ATD 81-96

Revision as of 10:22, 29 November 2006 by Pynchonoid (Talk | contribs) (Page 95)

Page 81

Feast of St. Barbara. External link

Page 82

Skinner
A person who drives mules.

Chinaman
This is the latest of many allusions to China or Chinese in an exotic, oriental way. This may simply be imitating Gilded Age and early 20th century American fiction and films, which often featured mystical Chinese as characters and villains. It also recalls the use of Feng Shui in Mason & Dixon.

Cripple Creek
Cripple Creek was the location of a miner's strike in 1894. It was a significant labor event and it was the first time that a state Militia was called out in support of the miners. Wikipedia entry

Page 85

Innocent Victims...Monsters That Did the Deed
Use of capitals seems to emphasize the fact that these persons are simply convenient stock characters in the forwarding of the owners'/government's agenda.

Page 87

Rev. Moss Gatlin's rhetorical question "How can anyone set off a bomb that will take innocent lives?" and its wisecrack response, "Long fuse" seems a calculated echo of Kubrick's 'Full Metal Jacket.' ("How can you shoot women and children?" "Easy -- don't lead 'em so much.")

Emile Henry, Vaillant
Emile Henry (1872 - May 21, 1894) was a French anarchist who on February 12, 1894 detonated a bomb at the Café Terminus in the Parisian Gare Saint-Lazare killing one person and wounding twenty. Henry was angered over the execution of another Anarchist, Auguste Vaillant, for the destruction of a government building that hurt no one, and took it upon himself to strike back to avenge his fellow revolutionary's death. He saw the Cafe as a representation of the bourgeois itself and his intent was to kill as many people as possible in the bombing. Wikipedia entry.

Mason-Dixon line
We learn that the Traverse family had been "an old ridegerunning caln from southern Pennsylvania, close to the Mason-Dixon." No Traverses appear, however, in Pynchon's Mason & Dixon, but one can speculate that had they been, the Traverse ancestors may have been victims of the Line's bad Feng Shui. From this, one could infer a connection between the Line and Colorado Anarchism.

Page 89

Repeal of the Silver Act of 1893

Prior to 1893, both Silver and Gold were used as a metallic standard for currency in the United States. The Sherman Act authorized the treasury to purchase 4.5 million ounces of silver per month. This inflated the price of silver, causing eastern investors to start hoarding gold as a hedge. The unrest this caused in the Colorado mines resulted in the repeal of the Act. When this happened, the mining of silver began to rapidly decline, causing further destabilization in the silver mining industry.

Page 93

plutes
plutocrats: members of the wealthy class controlling a government

Page 95

a radius of annhilation that, if it could not include the ones who deserved it, might as well include himself

Hair-raising to see Pynchon put the suicide bomber/terrorists back in the US where they also have a home; the effect also to make them (the suicide bombers over there somewhere - Afghanistan, Iraq, etc.) a bit less foreign, and to make ourselves, good US citizens, appear foreign to ourselves: how could we, civilized Americans interested only in democracy and freedom for all, have these feelings and desires?

September 11, 2001 and its consequences seem obvious on this novel, at least in these first 95 pages.

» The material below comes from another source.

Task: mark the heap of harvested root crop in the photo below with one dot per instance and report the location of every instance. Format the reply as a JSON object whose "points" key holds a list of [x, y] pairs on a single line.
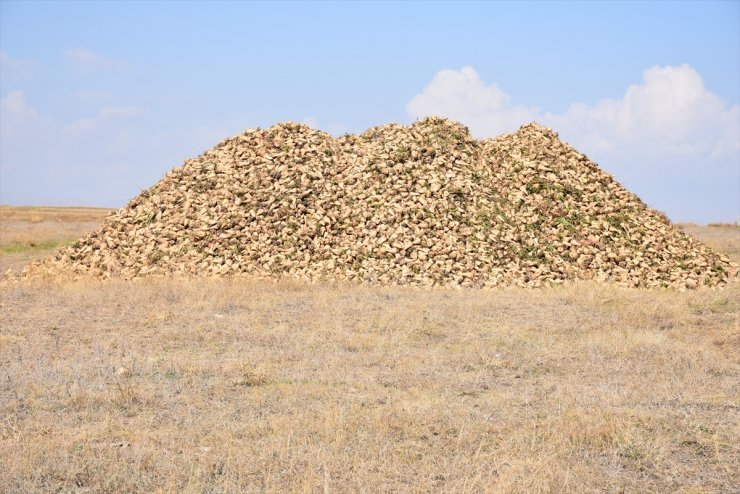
{"points": [[423, 204]]}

The author of this note acknowledges that some ATD readers do not agree that this passage refers to contemporary suicde bombers. But, arguably, Pynchon gets to have his cake and eat it too. By writing about a remote historical period, he's removed himself a considerable authorial distance, but he also gets the benefit of resonance with current events by choosing which facts to highlight from the period, by choosing the diction with which to present them, all building on the reverberations inherent in the subject matter. Strict constructionists may point to the text and say, There's no mention of September 11, 2001, or President Bush, or suicide bombers in Afghanistan specifically on the page here, such an interpretation can't be supported by the text & etc. - and that's a reasonable point to make. The result is, so far in ATD, the frequent evocation of US post-September 11 in terms that will be difficult to nail down, but which are, at the same time, obvious to most readers if not all. Nothing new in Pynchon, of course, this sort of displacement makes his texts notoriously slippery.